Comment by abdullahkhalids
9 hours ago
OT: Why is that Alphabet, Mozilla, Apple, etc can get together to create web standards that allow anyone to create software that works cross-platform - only a browser is needed, but Microsoft, Alphabet, Apple, Canonical, etc can't get together to create standards that allow anyone to create software that works cross-platform?
You answered the question yourself: There is already a standard that allows anyone to create software that works cross-platform: the browser.
The browser is an extremely poor medium to deliver applications. It works, but barely, is a huge resource hog, fragile and it breaks way too often due to a lack of backwards compatibility between browser versions of the same manufacturer. I have a small app that I support and it's been fun to get it to work in the browser (instant cross platform support was indeed the driver) but the experience is still sub-par compared to what I could do on a local application.
this does not track with my experience, so possibly it's the nature of your app or the way it's coded. frameworks like react are notoriously crap. stick to pure html5/css/js and it can be extremely fast and light.
1 reply →
> There is already a standard that allows anyone to create software that works cross-platform: the browser.
Which one exactly ? IE ? Dillo ? Lynx ? Pale Moon ? Firefox version 126 ?
Apple make money from the App Store and from selling their hardware, so why should they want to invest on something that let people install software bypassing the App Store or that works on other platforms?
Alphabet make money from ads, so they want web pages, apps on Android and Chrome everywhere.
Mozilla make money from Google.
Microsoft make money from software licenses and subscriptions and from cloud services. They might be interested in cross platform installation.
At the moment what we have is PWA and WASM and icons on the desktop.
The API surface becomes the lowest common denominator of all the platforms it supports, possibly with a path to support platform-native features, but probably in a way that’s necessarily not as good as native.
I think we already have plenty of avenue in ‘solutions’ like Electron to let people build bad apps.

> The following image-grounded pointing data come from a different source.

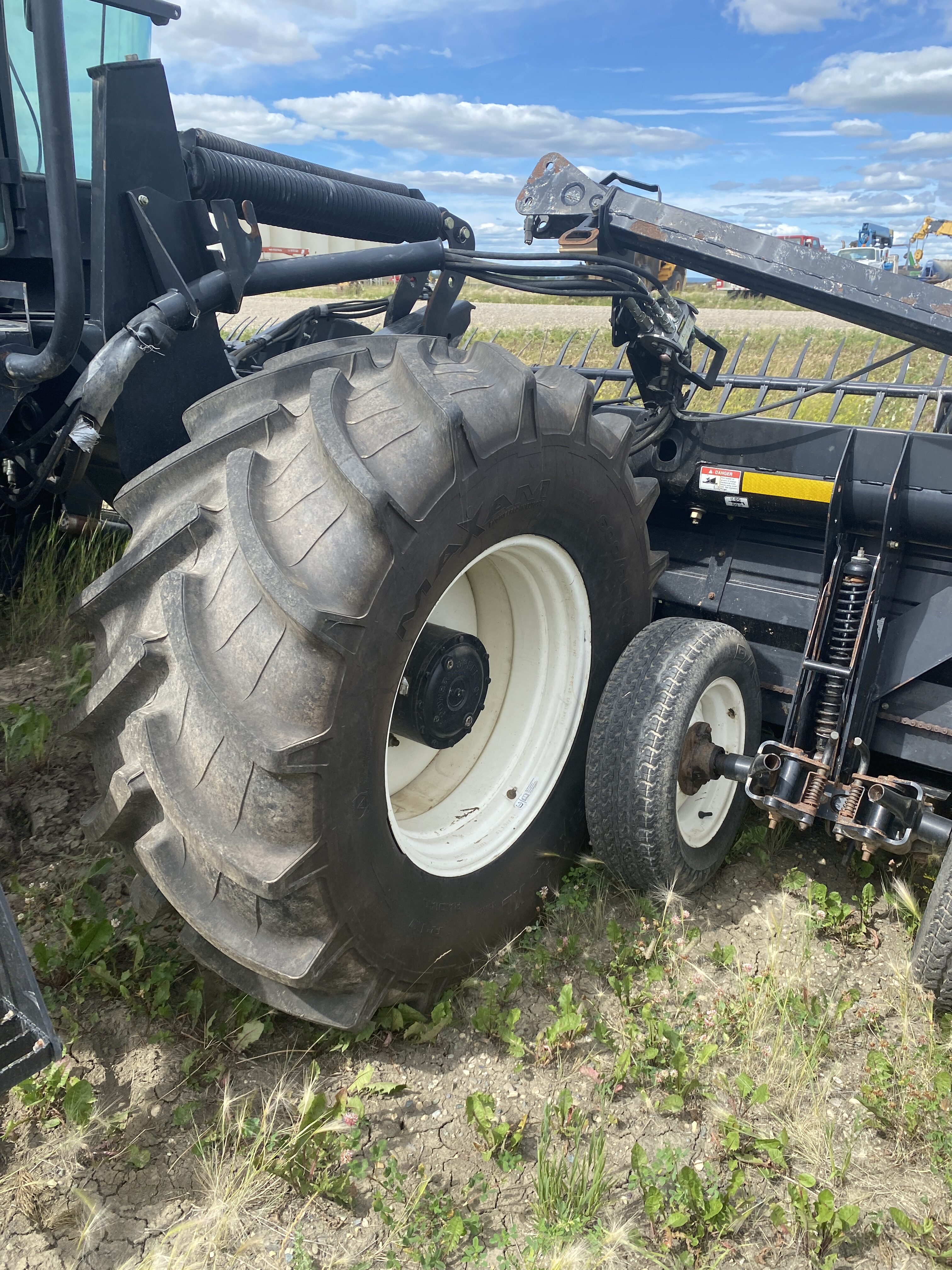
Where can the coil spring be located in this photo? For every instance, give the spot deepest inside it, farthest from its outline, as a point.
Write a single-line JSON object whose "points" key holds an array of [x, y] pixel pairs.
{"points": [[851, 598], [852, 803], [813, 790]]}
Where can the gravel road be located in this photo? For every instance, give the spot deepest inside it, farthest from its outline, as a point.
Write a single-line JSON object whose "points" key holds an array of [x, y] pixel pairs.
{"points": [[493, 317]]}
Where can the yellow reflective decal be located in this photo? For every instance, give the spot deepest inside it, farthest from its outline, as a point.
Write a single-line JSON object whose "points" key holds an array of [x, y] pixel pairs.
{"points": [[789, 487]]}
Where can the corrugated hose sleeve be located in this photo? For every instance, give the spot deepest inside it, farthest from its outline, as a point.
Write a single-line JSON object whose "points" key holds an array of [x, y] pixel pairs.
{"points": [[301, 201], [200, 139]]}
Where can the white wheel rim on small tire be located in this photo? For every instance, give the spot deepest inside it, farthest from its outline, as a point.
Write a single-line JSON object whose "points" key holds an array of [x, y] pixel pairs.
{"points": [[701, 816], [455, 811]]}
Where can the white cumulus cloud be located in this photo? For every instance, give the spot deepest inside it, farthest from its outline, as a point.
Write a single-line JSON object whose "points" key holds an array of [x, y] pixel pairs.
{"points": [[858, 129], [230, 33], [239, 117], [782, 17], [437, 181], [918, 81], [938, 144], [444, 124]]}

There are many projects that try to make cross-platform mobile apps easier, including Google's own Flutter. I haven't heard of them getting much cooperation from the teams working on Android or iOS, though.
At least for stuff that doesn't use device API's much, it seems like websites are the way to go. They're a whole lot easier to build than mobile apps.
Ah, I'm always up for a tangent.
The boring answer from Capt. Obvious. Incentive alignment.
That said, WebAssembly might be the trojan horse. While it started as a browser compile target, WebAssembly System Interface (WASI) is extending it beyond browsers into filesystem, networking, etc. etc. etc.
Fingers crossed, we may get cross-platform standards by accident.
Given you have two of the same names on both sides of the list, it looks like your question is self-contradictory. Could you clarify?
Apple ain't getting their 30% when you're running shit in your browser.
this. webkit is intentionally hobbled and years behind the standards. browsers on iOS are forced to use webkit for ginned up security excuses/reasons so that no real browsers that implement full standards can complete with heavily taxed app store spyware.
Don’t we have the jvm?
It doesn't have enough levels of abstraction, and, conpared to electron, it uses too few resources to be considered as a viable target by real men.
Simple. It is not in their interest to do this. It is a lot of work, for no revenue.